Drew Peterson, now 68 years old, is serving a 38-year sentence for Kathleen Savio’s murder and an additional 40-year sentence for soliciting the murder of the Will County State’s Attorney. These sentences are consecutive, meaning he must serve a minimum of 72 years, even with potential good behavior credit on the latter sentence. Having served 11 years as of 2023, he faces another 61 years behind bars.
Peterson’s conviction for Kathleen Savio’s murder has been exhaustively reviewed and upheld by the Illinois Appellate Court, the Illinois Supreme Court, and the U.S. Supreme Court declined to hear his appeal. The U.S. District Court also denied his Petition for a Writ of Habeas Corpus, finding his arguments meritless and precluding further appeals. A total of twelve judges have unanimously affirmed the competence of Peterson’s legal representation and the fairness of his trial in the Savio murder case. Similarly, his conviction and 40-year sentence for solicitation of murder were affirmed on appeal, and the Illinois Supreme Court rejected his subsequent appeal in March 2021. Peterson has exhausted all avenues of appeal concerning this second conviction.
The reality is stark: Drew Peterson will spend the rest of his natural life in prison. He will die incarcerated long before his sentences conclude. Given that Illinois does not have the death penalty, any further criminal charges and convictions would have no practical impact on his sentence. No additional prison time would be served, regardless of further convictions.
Hypothetically, disclosing information that a convicted murderer, already serving a life sentence, committed another murder of a missing person, leading to the recovery of the victim’s remains, would inflict negligible harm upon the convicted murderer. Unless the state could somehow grant him a second life to forfeit, further convictions would not extend his imprisonment. While one might argue reputational harm, such an argument lacks weight given his current status and irreversible incarceration.

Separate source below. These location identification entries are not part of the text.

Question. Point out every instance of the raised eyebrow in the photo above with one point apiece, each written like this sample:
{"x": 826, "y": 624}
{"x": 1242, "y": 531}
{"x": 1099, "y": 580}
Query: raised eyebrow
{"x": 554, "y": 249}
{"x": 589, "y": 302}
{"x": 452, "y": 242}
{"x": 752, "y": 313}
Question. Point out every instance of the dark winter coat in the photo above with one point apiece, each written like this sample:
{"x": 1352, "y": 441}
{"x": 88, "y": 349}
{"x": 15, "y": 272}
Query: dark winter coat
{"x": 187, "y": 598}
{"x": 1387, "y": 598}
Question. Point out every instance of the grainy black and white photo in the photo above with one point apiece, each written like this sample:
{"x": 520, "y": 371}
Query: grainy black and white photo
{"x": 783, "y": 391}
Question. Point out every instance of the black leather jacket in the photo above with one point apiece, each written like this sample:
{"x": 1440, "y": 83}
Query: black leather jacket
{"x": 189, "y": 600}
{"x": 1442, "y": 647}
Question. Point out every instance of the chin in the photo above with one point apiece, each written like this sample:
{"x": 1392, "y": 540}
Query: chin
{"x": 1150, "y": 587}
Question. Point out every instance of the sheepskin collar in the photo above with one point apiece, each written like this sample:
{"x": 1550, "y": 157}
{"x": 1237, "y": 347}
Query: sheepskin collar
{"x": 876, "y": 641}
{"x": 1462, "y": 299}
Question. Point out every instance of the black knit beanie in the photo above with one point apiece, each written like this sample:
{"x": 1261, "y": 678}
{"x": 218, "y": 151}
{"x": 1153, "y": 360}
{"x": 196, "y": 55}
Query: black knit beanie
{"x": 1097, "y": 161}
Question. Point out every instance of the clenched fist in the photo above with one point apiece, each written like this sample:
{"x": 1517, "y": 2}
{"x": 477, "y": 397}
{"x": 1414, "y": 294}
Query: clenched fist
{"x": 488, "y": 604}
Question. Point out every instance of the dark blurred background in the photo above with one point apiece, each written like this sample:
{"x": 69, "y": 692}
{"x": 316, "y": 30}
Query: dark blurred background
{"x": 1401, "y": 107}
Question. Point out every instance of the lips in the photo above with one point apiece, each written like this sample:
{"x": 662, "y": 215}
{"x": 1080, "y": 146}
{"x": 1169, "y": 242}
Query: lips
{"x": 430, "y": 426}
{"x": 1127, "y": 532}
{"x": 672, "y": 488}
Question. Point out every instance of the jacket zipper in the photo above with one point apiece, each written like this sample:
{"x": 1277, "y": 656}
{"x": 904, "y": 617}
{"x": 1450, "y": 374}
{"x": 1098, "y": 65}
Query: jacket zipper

Conversely, significant benefits could arise from allowing an attorney to disclose information about a missing person’s fate when the former client is serving a life sentence with no remaining appeals, and habeas corpus review has been denied. If, hypothetically, Stacy Peterson were murdered, revealing this information could lead to the recovery of her remains, allowing for a proper burial. This would offer immeasurable closure and peace to her father, sister, brother, and children, knowing their loved one was not simply discarded. The psychological and emotional benefit to the victim’s family cannot be overstated. Furthermore, in a case that captivated public attention, resolving the mystery surrounding Stacy Peterson’s disappearance would bring a sense of finality and closure to the wider community.

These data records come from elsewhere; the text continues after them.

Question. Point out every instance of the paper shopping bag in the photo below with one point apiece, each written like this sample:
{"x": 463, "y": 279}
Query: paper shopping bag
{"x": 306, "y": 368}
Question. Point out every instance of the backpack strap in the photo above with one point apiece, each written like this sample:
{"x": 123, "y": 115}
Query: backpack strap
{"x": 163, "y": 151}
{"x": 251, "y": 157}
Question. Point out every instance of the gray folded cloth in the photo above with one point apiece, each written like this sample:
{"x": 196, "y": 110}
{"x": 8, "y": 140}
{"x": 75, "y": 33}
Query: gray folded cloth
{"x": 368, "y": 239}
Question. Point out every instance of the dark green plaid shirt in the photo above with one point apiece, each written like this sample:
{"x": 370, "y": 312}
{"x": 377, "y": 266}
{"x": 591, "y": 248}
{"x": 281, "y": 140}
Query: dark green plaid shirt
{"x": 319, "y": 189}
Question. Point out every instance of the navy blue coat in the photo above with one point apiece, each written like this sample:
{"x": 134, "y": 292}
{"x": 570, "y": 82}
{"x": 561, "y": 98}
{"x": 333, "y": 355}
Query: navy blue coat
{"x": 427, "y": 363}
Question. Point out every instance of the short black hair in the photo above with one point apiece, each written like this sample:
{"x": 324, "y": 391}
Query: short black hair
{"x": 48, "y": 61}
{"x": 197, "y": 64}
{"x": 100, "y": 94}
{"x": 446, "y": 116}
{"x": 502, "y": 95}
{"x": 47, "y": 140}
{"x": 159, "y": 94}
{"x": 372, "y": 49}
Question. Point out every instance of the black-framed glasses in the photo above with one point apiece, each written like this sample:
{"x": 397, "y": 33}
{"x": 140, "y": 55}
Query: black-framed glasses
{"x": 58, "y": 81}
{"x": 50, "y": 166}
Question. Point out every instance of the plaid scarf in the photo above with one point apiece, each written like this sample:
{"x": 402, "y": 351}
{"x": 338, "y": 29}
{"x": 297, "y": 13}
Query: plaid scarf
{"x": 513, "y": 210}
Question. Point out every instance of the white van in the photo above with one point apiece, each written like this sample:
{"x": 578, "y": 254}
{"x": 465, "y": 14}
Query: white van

A Proposed Exception for Missing Persons Cases
Therefore, I propose the consideration of a new exception to attorney-client privilege specifically for missing persons or unsolved murder cases. This exception, requiring court approval, would apply when the former client faces no significant additional punishment from disclosure, and the disclosure would provide substantial benefit to the victim’s family, loved ones, and the public. In situations where a former client is imprisoned for life, all appeals are exhausted, habeas corpus review is denied, every legal argument for reversal has been made, and court approval is granted, attorney-client privilege should not bar an attorney from revealing information about a missing victim’s fate.
This nuanced approach seeks to balance the fundamental principles of attorney-client privilege with the compelling need for justice, closure, and peace for victims and their families in the most tragic of circumstances.